The final step in the algorithm is to replicate the edge pixels into the border
region. Once again, to ensure the constant flow or data and data reuse the algorithm makes use
of an hls::stream
and caching.
The following figure shows how the border samples are aligned into the image.
- Each sample is read from the
vconv
output from the vertical convolution. - The sample is then cached as one of four possible pixel types.
- The sample is then written to the output stream.
The code for determining the location of the border pixels is:
Border:for (int i = 0; i < height; i++) {
for (int j = 0; j < width; j++) {
T pix_in, l_edge_pix, r_edge_pix, pix_out;
#pragma HLS PIPELINE
if (i == 0 || (i > border_width && i < height - border_width)) {
if (j < width - (K - 1)) {
pix_in = vconv.read();
borderbuf[j] = pix_in;
}
if (j == 0) {
l_edge_pix = pix_in;
}
if (j == width - K) {
r_edge_pix = pix_in;
}
}
if (j <= border_width) {
pix_out = l_edge_pix;
} else if (j >= width - border_width - 1) {
pix_out = r_edge_pix;
} else {
pix_out = borderbuf[j - border_width];
}
dst << pix_out;
}
}
}
A notable difference with this new code is the extensive use of conditionals inside the tasks. This allows the task, once it is pipelined, to continuously process data and the result of the conditionals does not impact the execution of the pipeline: the result will impact the output values but the pipeline with keep processing so long as input samples are available.
The final code for this FPGA-friendly algorithm has the following optimization directives used.

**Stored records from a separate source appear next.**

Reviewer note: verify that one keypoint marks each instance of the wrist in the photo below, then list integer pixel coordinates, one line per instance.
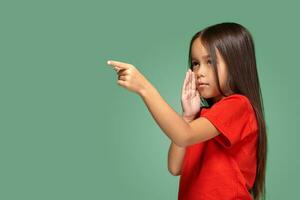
(146, 90)
(188, 118)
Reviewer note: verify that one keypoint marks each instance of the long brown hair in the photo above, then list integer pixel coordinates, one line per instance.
(236, 46)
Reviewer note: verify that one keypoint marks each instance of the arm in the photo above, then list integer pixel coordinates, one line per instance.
(168, 120)
(177, 129)
(176, 156)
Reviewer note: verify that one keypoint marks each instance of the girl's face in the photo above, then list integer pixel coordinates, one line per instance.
(203, 69)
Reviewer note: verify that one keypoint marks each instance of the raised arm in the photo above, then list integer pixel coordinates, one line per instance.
(176, 156)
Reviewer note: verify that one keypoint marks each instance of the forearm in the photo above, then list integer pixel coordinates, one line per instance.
(176, 156)
(168, 120)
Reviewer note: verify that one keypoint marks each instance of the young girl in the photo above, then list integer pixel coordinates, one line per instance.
(218, 144)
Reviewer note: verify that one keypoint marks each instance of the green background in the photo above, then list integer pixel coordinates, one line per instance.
(69, 131)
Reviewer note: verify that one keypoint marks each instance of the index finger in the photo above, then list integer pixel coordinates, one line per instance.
(121, 65)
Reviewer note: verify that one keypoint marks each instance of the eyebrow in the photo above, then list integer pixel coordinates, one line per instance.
(205, 56)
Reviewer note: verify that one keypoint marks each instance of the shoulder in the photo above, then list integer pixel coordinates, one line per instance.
(235, 100)
(235, 104)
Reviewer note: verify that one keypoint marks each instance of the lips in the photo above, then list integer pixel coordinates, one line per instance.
(203, 83)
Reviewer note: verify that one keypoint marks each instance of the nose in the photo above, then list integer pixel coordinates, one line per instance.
(200, 72)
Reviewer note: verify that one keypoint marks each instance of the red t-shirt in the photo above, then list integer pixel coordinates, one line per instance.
(223, 167)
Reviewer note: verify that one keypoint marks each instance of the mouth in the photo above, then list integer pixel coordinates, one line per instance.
(201, 85)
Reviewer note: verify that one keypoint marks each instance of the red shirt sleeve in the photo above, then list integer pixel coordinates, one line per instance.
(231, 116)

template<typename T, int K>
static void convolution_strm(
int width,
int height,
hls::stream<T> &src,
hls::stream<T> &dst,
const T *hcoeff,
const T *vcoeff)
{
#pragma HLS DATAFLOW
#pragma HLS ARRAY_PARTITION variable=linebuf dim=1 type=complete
hls::stream<T> hconv("hconv");
hls::stream<T> vconv("vconv");
// These assertions let HLS know the upper bounds of loops
assert(height < MAX_IMG_ROWS);
assert(width < MAX_IMG_COLS);
assert(vconv_xlim < MAX_IMG_COLS - (K - 1));
// Horizontal convolution
HConvH:for(int col = 0; col < height; col++) {
HConvW:for(int row = 0; row < width; row++) {
#pragma HLS PIPELINE
HConv:for(int i = 0; i < K; i++) {
}
}
}
// Vertical convolution
VConvH:for(int col = 0; col < height; col++) {
VConvW:for(int row = 0; row < vconv_xlim; row++) {
#pragma HLS PIPELINE
#pragma HLS DEPENDENCE variable=linebuf type=inter dependent=false
VConv:for(int i = 0; i < K; i++) {
}
}
Border:for (int i = 0; i < height; i++) {
for (int j = 0; j < width; j++) {
#pragma HLS PIPELINE
}
}
Each of the tasks are pipelined at the sample level. The line buffer is full partitioned into registers to ensure there are no read or write limitations due to insufficient block RAM ports. The line buffer also requires a dependence directive. All of the tasks execute in a dataflow region which will ensure the tasks run concurrently. The hls::streams are automatically implemented as FIFOs with 1 element.